Я постаралась как можно горестнее вздохнуть и состроить скорбные глазки.

— Гуджи-сама, но ведь церемонии всё равно не будет, значит и моя помощь Вам не нужна... Уж от банкета-то освободите, а?

— Ещё чего! Думаешь, ты здесь только для работы нужна? А просто повеселиться со всеми, тем более, что такая возможность крайне редко выдаётся? Не дури, Саку-чан. Я уже говорил, кажется, куда тебе надо засунуть свои бабские глупости?

— Говорили, — пробормотала я, потупившись.

— Вот и не дури, — повторил Первосвященник.

Ему, конечно, хорошо говорить. А мне придётся сидеть всю ночь бок о бок с Кадзэ-но ками, и делать вид, что всё хорошо...

Да, Осеннее Равноденствие — важный сезонный праздник. Обычно к этому времени приурочивают посвящения, да я и сама принимала своё ровно год назад именно в ночь Равноденствия, поэтому и для меня этот праздник особенный. Но в нынешнем году выдалось редкое затишье — у Мидзу-но ками было очень мало новеньких, и никто из них ещё не закончил обучение, поэтому-то и никаких официальных мероприятий не намечалось, и все три ками единогласно сошлись на том, что праздничную церемонию вполне можно заменить тихим домашним банкетом. Первосвященники едва ли не запрыгали от радости, когда узнали, что посторонних в эти дни в храме не будет, а значит, можно смело задвинуть на выматывающую и силы и нервы подготовку, и только я не считала это стечение обстоятельств удачным. Конечно, в случае, если бы состоялась официальная церемония, мне всё равно пришлось бы столкнуться лицом к лицу с Кадзэ-но ками, но к подобной ситуации я успела уже мысленно подготовиться — работа есть работа, как сказал тогда господин Старший Первосвященник. Но пить сакэ в саду и вести непринуждённую беседу... смогу ли? Глядя на то, с какой генеральской решимостью Первосвященник размахивал надо мной тетрадкой, я подумала, что по всей видимости отвертеться всё-таки не получится...

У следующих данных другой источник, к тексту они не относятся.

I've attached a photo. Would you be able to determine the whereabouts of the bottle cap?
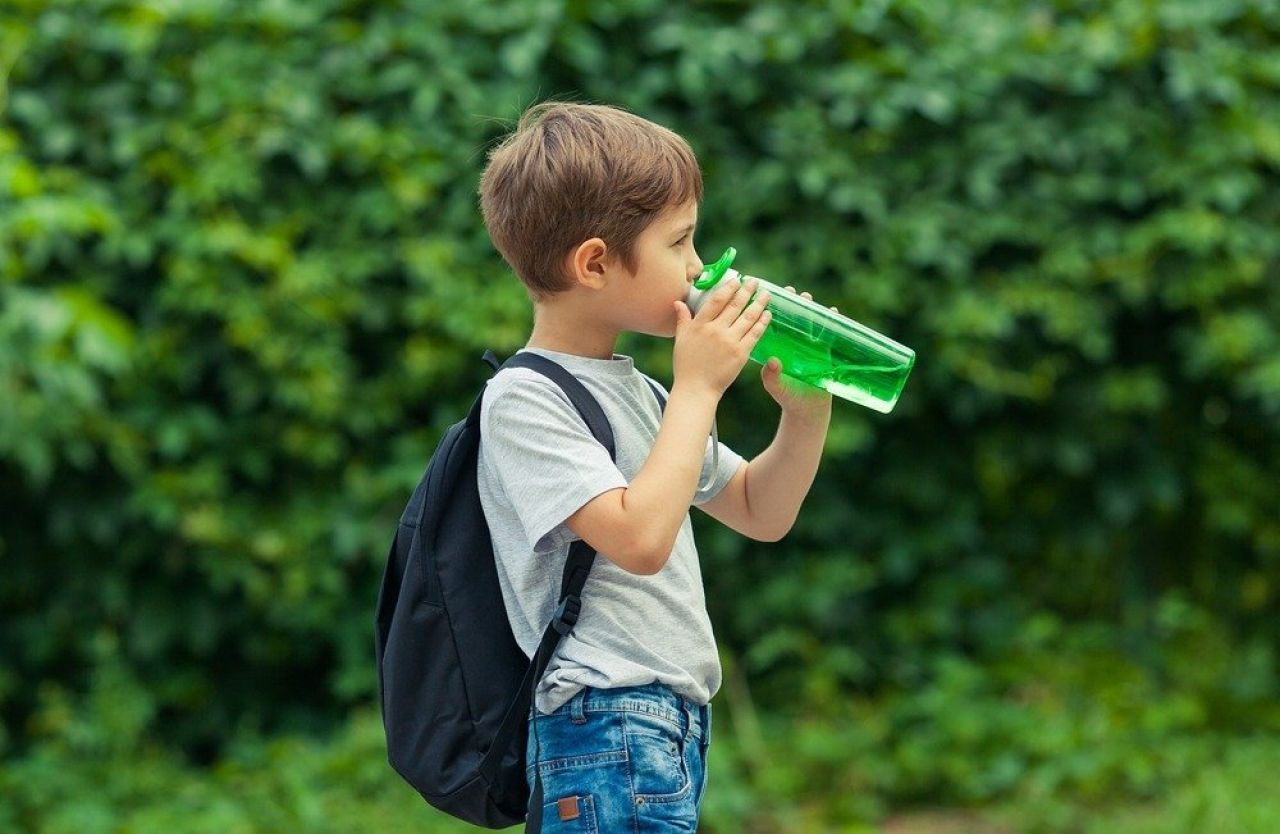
[694,247,737,292]
[685,247,737,313]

— Подарок? Мне?! — переспросила я, недоуменно разглядывая внушительную кучу коробок и пакетов, посреди которой сидел радостно улыбавшийся Мидзу-но ками.

— Ну да, тебе! — промурлыкал ками. — У кого-то же всё-таки сегодня День рождения...

— Нет-нет, ками, у меня уже был! Летом, — поспешила я исправить промах сияющего божества.

Он насупился и покачал головой с лёгкой укоризной, словно сетуя на мою несообразительность.

— Сегодня день, когда моя девочка стала тэнши, — пояснил он.

Мне вдруг стало ужасно неловко.

— Но после всего того, что я натворила, мне кажется, уж подарков-то я точно не заслуживаю… — пробормотала я, краснея.

— Заслуживаешь, конечно! — заверил меня Мидзу-но ками, выдёргивая с самого низа большую плоскую коробку, от чего вся куча, естественно, тут же развались. — Я вообще люблю дарить подарки своим девочкам... И не своим тоже! — быстро добавил он, заметив, что я уже открыла рот, чтобы возражать. — Ками, знаешь ли, провалами в памяти не страдают, поэтому давай не будем в сотый раз повторять то, что мы оба хорошо знаем, ладно?

И не дожидаясь ответа, он склонился над коробкой и принялся нетерпеливо разрывать пальцами нарядную бумажную обёртку.

— Так, посмотрим-посмотрим, не перепутал ли я коробочки, — бормотал он, снимая крышку. — А! Смотри-ка, не перепутал! Цвет серебристо-голубой, хорошо оттенит глаза, журавлики и цветы павлонии по подолу — всё, как я и хотел для тебя, моя дорогая. И хотя цвет и узор не соответствуют времени года... но знаешь, я ужасно не люблю осеннего увядания!..

Я благодарила и благодарила без остановки, а ками кивал головой и довольно улыбался.

— Надеюсь, что сегодня вечером я смогу увидеть, как это кимоно будет сиять на тебе, девочка.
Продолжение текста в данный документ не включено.